Le montant saisi selon la GRC fait pâle figure en comparaison des 20 milliards de dollars que la Banque centrale russe a investis au Canada. « Au cours de la dernière décennie, la Banque centrale russe et certains de ses fonds d'investissement se sont vraiment concentrés pour essayer de réduire les risques associés aux dollars américains, explique Rachel Ziemba. Les avoirs de réserve et les obligations d'État canadiens étaient attrayants parce qu'ils étaient à la fois stables et obtenaient un meilleur rendement que des investissements comparables au Japon ou dans l'Union européenne. »

La Banque centrale de Russie figure sur la liste des entités sanctionnées par le Canada. On peut supposer que ses 20 milliards de dollars d'actifs canadiens sont gelés et font maintenant l'objet d'un vol, bien que cela soit secret. À ce sujet, Rachel Ziemba a déclaré : « Cette (saisie) pourrait envoyer un message aux autres pays qui investissent sur les marchés [des devises et des obligations internationales] (comme la Chine, a-t-elle dit plus tard).
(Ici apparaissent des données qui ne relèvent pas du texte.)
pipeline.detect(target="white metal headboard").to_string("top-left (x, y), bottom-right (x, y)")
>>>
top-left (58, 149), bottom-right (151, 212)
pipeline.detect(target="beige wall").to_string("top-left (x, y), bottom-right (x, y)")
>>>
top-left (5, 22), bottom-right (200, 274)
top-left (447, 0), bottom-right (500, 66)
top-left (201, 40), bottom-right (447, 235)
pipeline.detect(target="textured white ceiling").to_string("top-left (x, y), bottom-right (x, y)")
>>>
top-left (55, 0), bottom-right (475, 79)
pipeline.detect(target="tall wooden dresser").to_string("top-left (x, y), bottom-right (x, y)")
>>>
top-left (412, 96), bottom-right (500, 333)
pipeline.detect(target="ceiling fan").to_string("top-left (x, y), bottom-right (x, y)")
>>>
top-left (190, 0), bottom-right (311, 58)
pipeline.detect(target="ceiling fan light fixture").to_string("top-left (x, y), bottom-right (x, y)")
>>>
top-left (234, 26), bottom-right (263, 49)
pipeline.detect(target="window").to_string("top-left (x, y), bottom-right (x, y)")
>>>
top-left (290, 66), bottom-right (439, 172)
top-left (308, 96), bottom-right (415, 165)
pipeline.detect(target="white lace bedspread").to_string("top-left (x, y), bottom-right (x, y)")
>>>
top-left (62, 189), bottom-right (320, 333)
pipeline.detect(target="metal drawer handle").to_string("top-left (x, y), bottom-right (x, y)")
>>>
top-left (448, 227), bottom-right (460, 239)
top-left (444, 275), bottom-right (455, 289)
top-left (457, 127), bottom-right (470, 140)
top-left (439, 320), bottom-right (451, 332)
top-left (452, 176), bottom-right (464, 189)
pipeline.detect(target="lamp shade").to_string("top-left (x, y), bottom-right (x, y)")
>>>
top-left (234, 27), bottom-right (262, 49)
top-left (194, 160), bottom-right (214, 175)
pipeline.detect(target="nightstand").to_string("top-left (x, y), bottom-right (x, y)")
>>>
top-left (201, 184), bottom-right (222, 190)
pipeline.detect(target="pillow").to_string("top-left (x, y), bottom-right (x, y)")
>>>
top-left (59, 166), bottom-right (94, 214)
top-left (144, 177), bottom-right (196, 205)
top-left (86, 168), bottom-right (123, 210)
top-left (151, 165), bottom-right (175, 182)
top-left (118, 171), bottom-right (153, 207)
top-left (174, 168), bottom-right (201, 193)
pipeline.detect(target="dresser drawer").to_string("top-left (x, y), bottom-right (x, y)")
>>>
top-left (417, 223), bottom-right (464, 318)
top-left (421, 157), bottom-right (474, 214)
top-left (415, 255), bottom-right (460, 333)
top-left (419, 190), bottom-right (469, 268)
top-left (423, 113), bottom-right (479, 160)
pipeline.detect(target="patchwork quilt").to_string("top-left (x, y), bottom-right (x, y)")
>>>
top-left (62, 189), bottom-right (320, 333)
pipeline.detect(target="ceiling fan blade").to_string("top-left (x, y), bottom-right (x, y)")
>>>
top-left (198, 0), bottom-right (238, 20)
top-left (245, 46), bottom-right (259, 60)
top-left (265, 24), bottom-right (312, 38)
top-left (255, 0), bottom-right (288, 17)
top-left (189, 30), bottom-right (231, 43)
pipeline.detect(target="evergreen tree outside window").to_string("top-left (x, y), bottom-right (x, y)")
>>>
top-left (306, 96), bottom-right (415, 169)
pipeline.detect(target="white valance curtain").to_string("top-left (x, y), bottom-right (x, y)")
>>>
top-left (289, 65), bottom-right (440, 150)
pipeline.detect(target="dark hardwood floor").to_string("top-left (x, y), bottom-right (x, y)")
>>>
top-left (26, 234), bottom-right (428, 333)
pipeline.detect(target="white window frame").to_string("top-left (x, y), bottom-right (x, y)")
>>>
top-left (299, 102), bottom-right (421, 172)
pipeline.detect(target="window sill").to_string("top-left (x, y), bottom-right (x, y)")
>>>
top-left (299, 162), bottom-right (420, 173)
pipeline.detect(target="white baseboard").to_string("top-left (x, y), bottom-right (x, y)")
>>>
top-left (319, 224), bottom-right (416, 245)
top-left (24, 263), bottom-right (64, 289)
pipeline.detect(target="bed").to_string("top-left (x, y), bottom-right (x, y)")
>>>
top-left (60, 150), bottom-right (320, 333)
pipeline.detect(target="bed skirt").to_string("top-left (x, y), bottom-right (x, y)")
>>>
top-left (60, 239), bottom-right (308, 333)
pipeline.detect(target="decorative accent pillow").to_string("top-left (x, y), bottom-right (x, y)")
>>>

C'est, je pense, la raison pour laquelle le département du Trésor [américain] et même la [Réserve fédérale américaine] se méfient de ces mouvements. »

Selon la CBC, la secrétaire du département du Trésor américain, Janet Yellen, « serait réticente à l'idée, compte tenu des suggestions selon lesquelles cela violerait la loi américaine et pourrait nuire à la réputation de l'Amérique en tant que lieu d'investissement sûr pour les autres pays ». La CBC n'a pas mentionné si elle remettait en question la légalité de la saisie par le gouvernement américain d'avoirs en Iran, en Afghanistan et ailleurs, y compris le pétrole syrien et irakien, et quel genre de message cela envoie aux autres pays.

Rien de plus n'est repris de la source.